Monitoring stress marker genes is a commonly use approach for evaluating changes in stress response related genes and assess/identify the stress yeasts undergo and their response to it. A good stress marker gene is usually one that responds specifically to a given stress. In a situation of mixed stresses, as in an industrial propagation process, genes that respond strongly to more than 2 stresses are not adequate to monitoring purposes, and are thus unsuitable to be a stress gene marker (Pérez-Torrado et al. 2005).

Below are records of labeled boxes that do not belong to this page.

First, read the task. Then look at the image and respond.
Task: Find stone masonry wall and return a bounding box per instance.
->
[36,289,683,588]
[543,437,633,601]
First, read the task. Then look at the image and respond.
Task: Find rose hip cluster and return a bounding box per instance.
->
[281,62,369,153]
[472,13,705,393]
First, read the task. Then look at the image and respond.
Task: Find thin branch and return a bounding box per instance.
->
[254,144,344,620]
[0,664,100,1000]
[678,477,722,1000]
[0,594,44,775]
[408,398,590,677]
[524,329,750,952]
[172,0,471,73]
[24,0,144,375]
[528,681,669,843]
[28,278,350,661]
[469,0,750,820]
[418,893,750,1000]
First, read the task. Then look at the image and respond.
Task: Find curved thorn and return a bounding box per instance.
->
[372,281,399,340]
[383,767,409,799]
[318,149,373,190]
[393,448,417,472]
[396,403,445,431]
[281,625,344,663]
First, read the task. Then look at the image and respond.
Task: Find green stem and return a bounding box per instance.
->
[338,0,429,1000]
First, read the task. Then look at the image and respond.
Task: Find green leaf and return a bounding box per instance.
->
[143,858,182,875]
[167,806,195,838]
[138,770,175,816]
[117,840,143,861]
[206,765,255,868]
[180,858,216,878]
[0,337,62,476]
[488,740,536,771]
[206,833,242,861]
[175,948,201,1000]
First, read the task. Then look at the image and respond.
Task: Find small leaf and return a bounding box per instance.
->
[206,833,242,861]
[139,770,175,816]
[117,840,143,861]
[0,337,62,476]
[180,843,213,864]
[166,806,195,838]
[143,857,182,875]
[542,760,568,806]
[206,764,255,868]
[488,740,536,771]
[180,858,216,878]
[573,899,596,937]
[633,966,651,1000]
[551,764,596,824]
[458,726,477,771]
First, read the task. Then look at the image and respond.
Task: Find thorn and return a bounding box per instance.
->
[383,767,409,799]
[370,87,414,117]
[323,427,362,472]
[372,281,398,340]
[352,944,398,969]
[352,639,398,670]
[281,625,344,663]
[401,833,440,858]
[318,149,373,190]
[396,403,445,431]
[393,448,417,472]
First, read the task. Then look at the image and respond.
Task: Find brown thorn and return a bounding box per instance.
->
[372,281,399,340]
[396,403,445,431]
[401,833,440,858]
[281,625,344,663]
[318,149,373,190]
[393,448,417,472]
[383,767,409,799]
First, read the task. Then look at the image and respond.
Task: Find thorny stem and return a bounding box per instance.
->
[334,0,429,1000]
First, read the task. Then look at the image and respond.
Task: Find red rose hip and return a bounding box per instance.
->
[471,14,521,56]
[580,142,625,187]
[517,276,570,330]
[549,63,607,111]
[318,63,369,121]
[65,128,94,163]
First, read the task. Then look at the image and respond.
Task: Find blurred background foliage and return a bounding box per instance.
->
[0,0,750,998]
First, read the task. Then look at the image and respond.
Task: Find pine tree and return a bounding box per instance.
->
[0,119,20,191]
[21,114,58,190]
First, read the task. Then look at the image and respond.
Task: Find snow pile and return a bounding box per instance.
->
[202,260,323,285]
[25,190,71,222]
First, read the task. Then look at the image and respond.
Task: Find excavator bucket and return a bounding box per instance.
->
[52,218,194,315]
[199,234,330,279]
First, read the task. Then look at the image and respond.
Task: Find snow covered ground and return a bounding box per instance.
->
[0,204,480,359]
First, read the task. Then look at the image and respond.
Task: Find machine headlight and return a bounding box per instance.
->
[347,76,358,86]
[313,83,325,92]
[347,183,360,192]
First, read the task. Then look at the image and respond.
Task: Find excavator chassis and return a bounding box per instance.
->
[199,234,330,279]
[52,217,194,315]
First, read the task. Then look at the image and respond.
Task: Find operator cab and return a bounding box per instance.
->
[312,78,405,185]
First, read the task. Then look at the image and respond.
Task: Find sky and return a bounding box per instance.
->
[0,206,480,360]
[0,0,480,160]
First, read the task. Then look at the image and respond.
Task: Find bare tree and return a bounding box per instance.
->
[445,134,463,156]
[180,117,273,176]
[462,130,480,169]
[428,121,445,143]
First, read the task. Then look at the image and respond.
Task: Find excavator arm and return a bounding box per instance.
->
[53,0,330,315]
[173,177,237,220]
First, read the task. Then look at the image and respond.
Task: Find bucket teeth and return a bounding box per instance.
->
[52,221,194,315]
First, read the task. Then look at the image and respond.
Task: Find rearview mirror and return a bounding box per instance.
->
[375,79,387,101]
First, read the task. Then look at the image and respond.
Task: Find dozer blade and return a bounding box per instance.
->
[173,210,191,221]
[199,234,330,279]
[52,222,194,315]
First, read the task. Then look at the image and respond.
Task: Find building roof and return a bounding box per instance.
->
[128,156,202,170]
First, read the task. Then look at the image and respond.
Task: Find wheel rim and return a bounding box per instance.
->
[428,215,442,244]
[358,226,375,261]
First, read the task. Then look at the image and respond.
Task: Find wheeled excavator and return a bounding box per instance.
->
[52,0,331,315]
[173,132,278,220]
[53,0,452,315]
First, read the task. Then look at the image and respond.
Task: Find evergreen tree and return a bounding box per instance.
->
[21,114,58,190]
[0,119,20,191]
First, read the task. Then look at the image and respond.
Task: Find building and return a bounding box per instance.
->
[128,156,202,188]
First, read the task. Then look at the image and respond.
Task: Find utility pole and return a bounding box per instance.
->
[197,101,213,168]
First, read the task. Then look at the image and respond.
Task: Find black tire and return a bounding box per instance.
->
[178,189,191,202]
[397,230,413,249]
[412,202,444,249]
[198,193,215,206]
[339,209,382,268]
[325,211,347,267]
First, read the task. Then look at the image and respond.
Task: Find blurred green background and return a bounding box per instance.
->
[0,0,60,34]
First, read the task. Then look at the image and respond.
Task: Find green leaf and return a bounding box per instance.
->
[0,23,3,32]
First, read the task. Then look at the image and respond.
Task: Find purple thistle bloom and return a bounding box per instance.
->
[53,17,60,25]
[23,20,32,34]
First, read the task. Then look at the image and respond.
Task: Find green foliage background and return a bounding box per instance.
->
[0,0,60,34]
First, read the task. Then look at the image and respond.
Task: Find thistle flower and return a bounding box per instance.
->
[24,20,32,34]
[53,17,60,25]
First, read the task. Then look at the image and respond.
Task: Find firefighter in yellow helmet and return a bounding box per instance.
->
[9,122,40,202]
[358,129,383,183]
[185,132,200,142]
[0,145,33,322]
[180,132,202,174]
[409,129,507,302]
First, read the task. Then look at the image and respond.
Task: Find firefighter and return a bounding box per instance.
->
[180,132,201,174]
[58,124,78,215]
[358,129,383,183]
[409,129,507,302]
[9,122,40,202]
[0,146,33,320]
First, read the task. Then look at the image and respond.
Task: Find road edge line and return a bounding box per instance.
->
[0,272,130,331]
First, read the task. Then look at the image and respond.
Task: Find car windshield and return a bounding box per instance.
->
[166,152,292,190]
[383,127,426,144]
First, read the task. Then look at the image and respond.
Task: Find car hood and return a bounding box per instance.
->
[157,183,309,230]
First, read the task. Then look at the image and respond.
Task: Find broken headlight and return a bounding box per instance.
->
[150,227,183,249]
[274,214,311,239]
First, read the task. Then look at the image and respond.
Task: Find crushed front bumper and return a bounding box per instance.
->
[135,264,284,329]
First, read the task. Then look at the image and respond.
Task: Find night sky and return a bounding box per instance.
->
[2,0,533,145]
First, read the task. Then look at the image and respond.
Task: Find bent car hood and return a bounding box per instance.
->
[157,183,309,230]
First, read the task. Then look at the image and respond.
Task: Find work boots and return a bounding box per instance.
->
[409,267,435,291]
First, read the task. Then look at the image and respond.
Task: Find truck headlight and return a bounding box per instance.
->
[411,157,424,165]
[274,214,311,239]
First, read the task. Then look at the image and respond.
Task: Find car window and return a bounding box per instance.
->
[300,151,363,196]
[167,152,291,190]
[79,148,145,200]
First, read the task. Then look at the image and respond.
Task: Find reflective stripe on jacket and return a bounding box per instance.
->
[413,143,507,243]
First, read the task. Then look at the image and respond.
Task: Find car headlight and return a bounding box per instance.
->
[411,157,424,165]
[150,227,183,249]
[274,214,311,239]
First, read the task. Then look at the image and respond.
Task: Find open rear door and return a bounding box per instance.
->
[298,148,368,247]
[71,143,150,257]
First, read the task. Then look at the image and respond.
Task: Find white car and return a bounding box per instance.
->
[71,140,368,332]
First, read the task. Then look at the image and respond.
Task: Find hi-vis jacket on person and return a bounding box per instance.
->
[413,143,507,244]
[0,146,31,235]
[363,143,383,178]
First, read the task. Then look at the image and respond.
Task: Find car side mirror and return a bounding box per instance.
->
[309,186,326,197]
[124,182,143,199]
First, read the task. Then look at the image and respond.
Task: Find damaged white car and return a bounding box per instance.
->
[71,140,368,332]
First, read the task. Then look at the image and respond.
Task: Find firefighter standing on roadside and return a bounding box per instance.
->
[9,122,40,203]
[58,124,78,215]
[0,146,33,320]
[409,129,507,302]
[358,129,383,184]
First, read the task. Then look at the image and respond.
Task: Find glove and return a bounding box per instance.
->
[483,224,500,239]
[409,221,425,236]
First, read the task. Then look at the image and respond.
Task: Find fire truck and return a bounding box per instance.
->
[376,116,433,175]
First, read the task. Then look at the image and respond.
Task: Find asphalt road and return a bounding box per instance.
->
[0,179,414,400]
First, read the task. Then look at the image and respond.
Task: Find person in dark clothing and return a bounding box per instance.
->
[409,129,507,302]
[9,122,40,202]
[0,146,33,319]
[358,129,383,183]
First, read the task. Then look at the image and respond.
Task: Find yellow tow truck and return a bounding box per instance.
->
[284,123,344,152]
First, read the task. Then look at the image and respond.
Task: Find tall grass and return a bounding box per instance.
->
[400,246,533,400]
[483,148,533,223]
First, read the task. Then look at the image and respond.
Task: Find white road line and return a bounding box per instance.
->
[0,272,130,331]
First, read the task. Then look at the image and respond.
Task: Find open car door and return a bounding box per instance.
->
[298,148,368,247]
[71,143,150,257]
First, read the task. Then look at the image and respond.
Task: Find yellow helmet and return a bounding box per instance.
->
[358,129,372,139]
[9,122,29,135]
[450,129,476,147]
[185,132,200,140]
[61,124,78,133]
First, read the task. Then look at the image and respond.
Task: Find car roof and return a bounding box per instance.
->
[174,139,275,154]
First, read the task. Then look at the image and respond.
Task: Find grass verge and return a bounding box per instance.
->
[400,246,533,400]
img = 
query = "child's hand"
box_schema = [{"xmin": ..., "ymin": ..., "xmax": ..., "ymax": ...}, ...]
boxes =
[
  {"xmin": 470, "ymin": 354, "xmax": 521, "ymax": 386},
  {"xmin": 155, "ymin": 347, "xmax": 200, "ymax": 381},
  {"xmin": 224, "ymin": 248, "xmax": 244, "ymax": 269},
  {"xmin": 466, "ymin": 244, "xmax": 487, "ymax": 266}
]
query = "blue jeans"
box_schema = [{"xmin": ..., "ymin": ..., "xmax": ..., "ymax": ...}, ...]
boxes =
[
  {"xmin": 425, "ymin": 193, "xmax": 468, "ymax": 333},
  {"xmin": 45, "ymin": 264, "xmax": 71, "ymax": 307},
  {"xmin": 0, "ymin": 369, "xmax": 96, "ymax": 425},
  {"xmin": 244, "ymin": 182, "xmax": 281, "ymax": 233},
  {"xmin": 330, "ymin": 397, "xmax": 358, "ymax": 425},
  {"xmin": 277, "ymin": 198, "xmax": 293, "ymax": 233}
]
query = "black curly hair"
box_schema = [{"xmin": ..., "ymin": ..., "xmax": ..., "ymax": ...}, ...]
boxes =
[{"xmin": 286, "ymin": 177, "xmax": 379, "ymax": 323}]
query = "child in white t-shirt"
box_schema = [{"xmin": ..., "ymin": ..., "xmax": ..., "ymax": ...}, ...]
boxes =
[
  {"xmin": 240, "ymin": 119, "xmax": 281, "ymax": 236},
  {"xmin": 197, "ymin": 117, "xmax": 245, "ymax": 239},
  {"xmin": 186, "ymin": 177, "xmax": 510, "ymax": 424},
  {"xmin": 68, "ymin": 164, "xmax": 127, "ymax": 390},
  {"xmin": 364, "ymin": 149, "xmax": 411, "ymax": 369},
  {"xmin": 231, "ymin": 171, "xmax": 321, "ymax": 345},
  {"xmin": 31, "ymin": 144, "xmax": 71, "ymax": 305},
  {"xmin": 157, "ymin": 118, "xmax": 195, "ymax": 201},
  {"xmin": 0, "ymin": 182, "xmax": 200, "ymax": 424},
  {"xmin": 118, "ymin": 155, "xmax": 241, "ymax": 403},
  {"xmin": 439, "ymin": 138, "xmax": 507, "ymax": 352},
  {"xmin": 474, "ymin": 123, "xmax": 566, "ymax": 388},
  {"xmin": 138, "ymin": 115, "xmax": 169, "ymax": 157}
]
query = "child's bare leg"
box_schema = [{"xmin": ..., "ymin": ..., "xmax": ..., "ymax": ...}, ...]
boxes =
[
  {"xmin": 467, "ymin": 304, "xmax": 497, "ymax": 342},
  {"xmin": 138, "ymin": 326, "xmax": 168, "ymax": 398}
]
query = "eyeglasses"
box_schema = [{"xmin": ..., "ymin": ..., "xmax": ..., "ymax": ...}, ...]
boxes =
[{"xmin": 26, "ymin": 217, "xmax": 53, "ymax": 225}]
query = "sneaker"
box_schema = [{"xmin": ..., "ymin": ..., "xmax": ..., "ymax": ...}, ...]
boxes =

Selected genes for this work were: TRX2 which was shown to strongly respond to oxidative stress, GPD1 involved in glycerol synthesis and part of the specific high-osmolarity glycerol response pathway, HSP12 which is part of the previous mentioned GSR involving STRE sequence and transcription factors Msn2p/Msn4p. All of the above were used in a similar work monitoring stress marker genes in a yeast propagation process by Pérez-Torrado et al. (2005) and shown to respond strongly to the respective stress and poorly to others usual present in this kind of process. GSH1 was discarded in that case for not presenting a strong response during the whole process but included by us, since we intended to follow the process after propagation phase (maturation, immobilization and drying) and other work reported a strong response by GSH1 during drying (Garre et al. 2010). GSH1 and TRX2 are both stress marker genes for oxidative stress but their regulation is different and involves different transcription factors. In a bench top trial of wine yeast biomass propagation it was demonstrated that the main adverse conditions that yeasts face in this particular process are osmotic and oxidative stress, GPD1 and TRX2 respectively (Pérez-Torrado et al. 2005; Goméz-Pastor et al. 2011). Other studies have identified oxidative critical stressful timepoints during the propagation process: the metabolic transition from fermentation to respiration, the end of the batch phase when ethanol is totally consumed and the end of the fed-batch (Goméz-Pastor et al. 2011; Goméz-Pastor et al. 2010). Under this oxidative stress, genes such as GSH1, TRX2 are usually induced. Furthermore, Goméz-Pastor et al. (2010) work also showed that overexpression of TRX2 had a positive impact on biomass yield. Osmotic stress, specifically high-osmolarity stress, results in a well known response called the high-osmolarity glycerol response pathway (HOG pathway), in these conditions genes involved in glycerol synthesis (such as GPD1 and GPP2) and others from the same pathway are induced in order to glycerol accumulate inside the cells and avoid water loss. Regarding nutrient starvation, there is a poorly understood stress response, although it is known that some genes of unknown function are induced, such as YGP1 (Pérez-Torrado et al. 2005).